French police have torn down a migrant camp in Calais, arrested 20 people and sent over 500 residents of the makeshift shelters to reception centers. It was the first operation of its kind in months.
The operation began at 5am at the Dunes industrial area of Calais, and “took place in peace,” the prefecture of Pas-de-Calais said in a statement, although Reuters photographs show tear gas being deployed and men throwing objects at the police.
The 20 people arrested were found to have irregular immigration status and were apprehended “for placement in administrative detention,” the statement said.
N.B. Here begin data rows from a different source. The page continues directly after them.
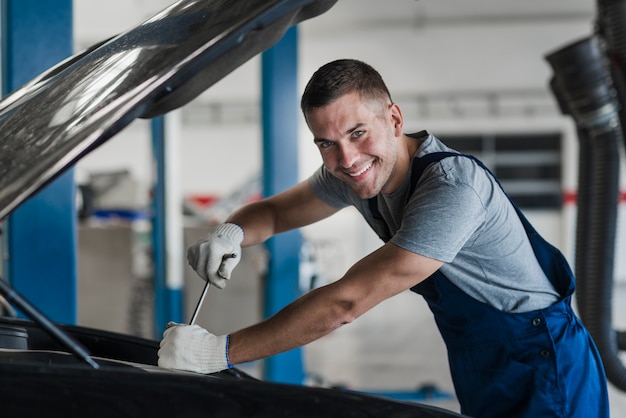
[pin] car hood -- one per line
(161, 64)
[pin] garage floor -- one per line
(394, 349)
(388, 350)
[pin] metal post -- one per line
(167, 283)
(40, 236)
(280, 111)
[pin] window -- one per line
(527, 165)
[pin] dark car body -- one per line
(51, 370)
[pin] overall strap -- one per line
(550, 258)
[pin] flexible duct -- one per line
(611, 28)
(584, 89)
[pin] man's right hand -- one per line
(215, 255)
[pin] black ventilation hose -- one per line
(584, 90)
(611, 27)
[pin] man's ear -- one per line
(396, 119)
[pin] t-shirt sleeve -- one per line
(443, 213)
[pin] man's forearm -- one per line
(305, 320)
(256, 219)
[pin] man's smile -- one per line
(363, 170)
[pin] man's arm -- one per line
(294, 208)
(384, 273)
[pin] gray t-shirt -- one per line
(457, 214)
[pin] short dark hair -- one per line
(341, 77)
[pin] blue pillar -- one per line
(41, 234)
(168, 302)
(280, 109)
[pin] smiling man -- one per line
(500, 295)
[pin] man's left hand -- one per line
(191, 347)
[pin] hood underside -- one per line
(161, 64)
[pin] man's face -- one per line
(359, 142)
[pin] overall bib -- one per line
(533, 364)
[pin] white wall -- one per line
(427, 57)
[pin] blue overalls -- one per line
(533, 364)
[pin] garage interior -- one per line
(475, 73)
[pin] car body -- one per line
(49, 369)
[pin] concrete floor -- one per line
(393, 348)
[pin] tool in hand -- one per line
(204, 292)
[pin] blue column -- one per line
(280, 108)
(41, 234)
(168, 302)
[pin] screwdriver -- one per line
(204, 292)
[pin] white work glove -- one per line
(215, 255)
(191, 347)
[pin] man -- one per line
(500, 294)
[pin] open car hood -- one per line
(157, 66)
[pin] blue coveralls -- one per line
(533, 364)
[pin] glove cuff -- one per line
(215, 356)
(230, 230)
(230, 366)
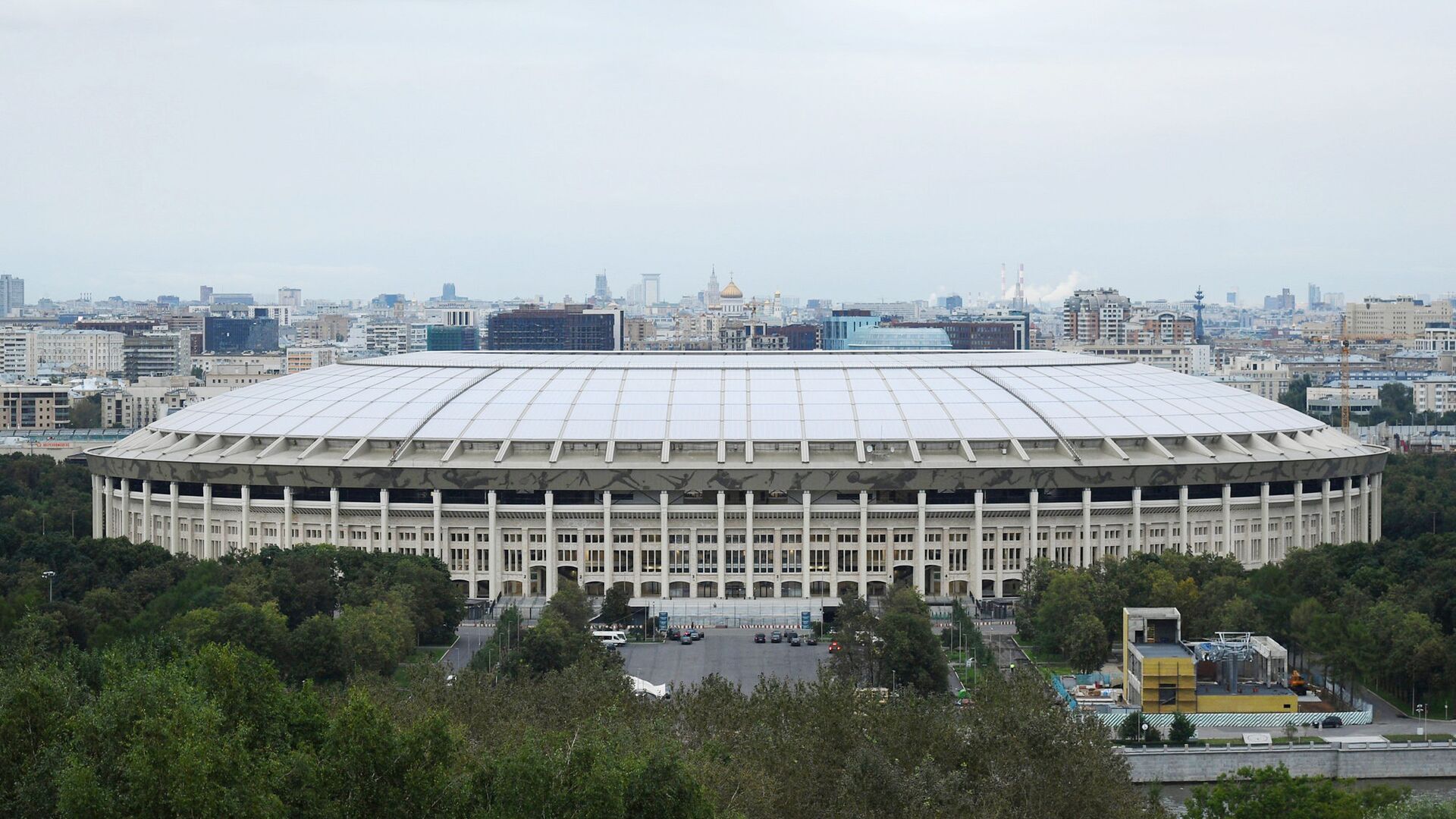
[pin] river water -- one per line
(1174, 796)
In addition to the 519 people who were sent to accommodation centers, 13 people who were minors or in a family group were sent to social rehabilitation centers.
The infamous Calais ‘jungle,’ once home to 9,000 people, was officially shut down in 2016, but migrants continue to set up camp there. The Dunes camp is nicknamed the ‘Big Jungle’ because it is the largest one in the area. Since the European Union eased Covid-19 border restrictions, more people are gathering at the French port town in the hope of reaching the United Kingdom via the Channel tunnel.
There are about 1,200 migrants in Calais, largely from Afghanistan, Eritrea, Iran and Sudan, according to charities which contradict official numbers of between 700 and 750. They are based in several camps mostly on the outskirts of the city and are thought to include about 100 unaccompanied minors.
About 200 Afghans and Iranians have set up tents near the hospital and a group of Eritreans camp near the stadium, according to InfoMigrants.